There’s a lot more there, but it is a surprisingly forthright and compassion description of the issues, that does not treat it as an individual problem but rather as a problem that is the result of a number of specific changes in our society.

I knew that people who hoard don’t need to buy stuff to create a hoard, but it was also very clear to me that things took a turn in the 1990s, and likely that was because there were so many inexpensive things that one could buy versus earlier. While this blog entry does a good job of hitting all the points, it could more clearly lay out the problem. Things are so cheap in our society, that there is no value extraction possible for many things, so the quality of free / abandoned goods is very high compared to what it once was. You put free / abandoned and simultaneously In Good Shape / Nice together, and put that in front of someone with a set shifting executive function problem and I think you almost automatically get a hoard.

ETA:

This is a look at literary representations of hoarding.

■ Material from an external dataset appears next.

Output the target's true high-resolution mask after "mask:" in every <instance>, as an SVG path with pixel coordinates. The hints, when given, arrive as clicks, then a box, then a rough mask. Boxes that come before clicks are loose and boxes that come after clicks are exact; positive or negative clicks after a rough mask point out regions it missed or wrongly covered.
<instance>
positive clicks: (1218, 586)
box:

https://pmc.ncbi.nlm.nih.gov/articles/PMC9629820/

“ Neither these classical European writers nor their medical contemporaries appear to consider hoarding a medical disorder during their time, but rather a prudent response to the economic circumstances in which most people lived. Hoarding was misjudged from this standpoint until the present when hoarding was seen in situations with a lack of a true economic, historic, or cultural reason, helping to focus attention on this visible disorder.”

You could just as easily conclude the reverse. Hoarding is a prudent response, that has ceased to make sense in our time, and so we treat it as a medical disorder.